BALL DISCOVERED BUCANNON as a junior at Vanden High in Fairfield, Calif. Interestingly, Bucannon lettered in golf four times, but he did not make the varsity in football until his junior year.

"I was a stick," Bucannon said with a smile. "I've always been a skinny person. That's OK. I was usually the youngest person out there, too."

Bucannon, a safety and rover (a linebacker-safety hybrid) in high school, won league defensive player of the year honors in both his varsity seasons. He chose WSU over Arizona State, Nevada, San Diego State, Army and Cal Poly.

"He's got great speed," Ball said. "He's very physical."
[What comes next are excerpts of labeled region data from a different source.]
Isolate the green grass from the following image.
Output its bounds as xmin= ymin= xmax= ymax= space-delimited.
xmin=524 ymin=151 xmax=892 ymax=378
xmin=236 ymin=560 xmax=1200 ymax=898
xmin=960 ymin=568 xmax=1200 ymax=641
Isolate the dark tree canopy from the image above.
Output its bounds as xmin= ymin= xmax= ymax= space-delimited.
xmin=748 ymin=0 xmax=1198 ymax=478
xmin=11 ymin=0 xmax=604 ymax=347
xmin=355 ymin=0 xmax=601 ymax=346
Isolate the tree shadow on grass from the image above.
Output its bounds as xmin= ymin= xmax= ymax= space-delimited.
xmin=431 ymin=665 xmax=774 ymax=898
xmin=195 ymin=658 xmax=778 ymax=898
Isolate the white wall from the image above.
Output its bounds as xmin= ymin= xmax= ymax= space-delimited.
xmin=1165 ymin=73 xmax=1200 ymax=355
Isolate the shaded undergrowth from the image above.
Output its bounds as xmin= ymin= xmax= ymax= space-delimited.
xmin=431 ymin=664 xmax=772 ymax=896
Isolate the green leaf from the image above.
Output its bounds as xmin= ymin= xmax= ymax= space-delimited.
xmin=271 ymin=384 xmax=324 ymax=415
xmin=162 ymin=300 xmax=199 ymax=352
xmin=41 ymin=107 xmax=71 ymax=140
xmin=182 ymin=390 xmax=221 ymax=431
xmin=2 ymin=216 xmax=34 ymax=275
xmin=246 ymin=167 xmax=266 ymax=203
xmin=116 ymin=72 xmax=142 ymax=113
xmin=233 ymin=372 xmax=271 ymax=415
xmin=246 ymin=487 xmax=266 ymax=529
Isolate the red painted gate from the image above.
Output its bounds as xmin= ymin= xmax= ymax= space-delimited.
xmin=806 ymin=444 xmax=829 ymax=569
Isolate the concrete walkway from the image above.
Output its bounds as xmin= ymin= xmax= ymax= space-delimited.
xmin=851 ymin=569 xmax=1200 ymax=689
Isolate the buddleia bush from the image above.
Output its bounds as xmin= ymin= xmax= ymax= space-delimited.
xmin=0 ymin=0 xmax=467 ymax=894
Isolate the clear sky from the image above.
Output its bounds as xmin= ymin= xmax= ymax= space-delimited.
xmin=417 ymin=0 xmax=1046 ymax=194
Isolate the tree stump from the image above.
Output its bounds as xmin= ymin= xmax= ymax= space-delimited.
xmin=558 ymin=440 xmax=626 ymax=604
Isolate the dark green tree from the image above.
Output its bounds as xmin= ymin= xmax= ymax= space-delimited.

Bucannon, whose parents both served in the military, said he was sold on WSU after he made his campus visit.

"Everyone was just different -- they were nice," he said. "If you make eye contact with somebody, they say, ‘Hi.' In California, it's different."

THE 6-FOOT-1 Bucannon says he now weighs 184 pounds, but he agrees with Ball and Wulff that his first full-time winter session of weight training will be invaluable. Strength is just one of the areas where Bucannon and others say he can improve.

"To come in and play at the level he's playing at is amazing … (but) he doesn't even know what he's doing yet on the field," Toomer said. "He's still learning the defense. He's ‘raw' at the position. He's just going out there and playing on instinct."

"Last week, he missed seven tackles," Ball said. "Another game, he missed six. Add 13 more in there -- and he's missed three or four (in other games) -- and he's probably leading the Pac-10 in tackles."

BALL AND BUCANNON praise Toomer at length for helping Bucannon develop, on and off the field.

"He's someone I can rely on on the field," Bucannon said. "He always has my back. I think he's one of the best safeties. I've never seen anyone with his work ethic ever. EVER. He's always in the film room."

Often as not, Bucannon is seated right beside Toomer.

"I've definitely made some mistakes," Bucannon said. "I expected to make mistakes. I need to learn from them. Watch film. Get better every game."

Bucannon was ranked three stars by -- but was also far down the three star ladder, slotted as the 102nd best prospect at the safety position nationally in the 2010 class.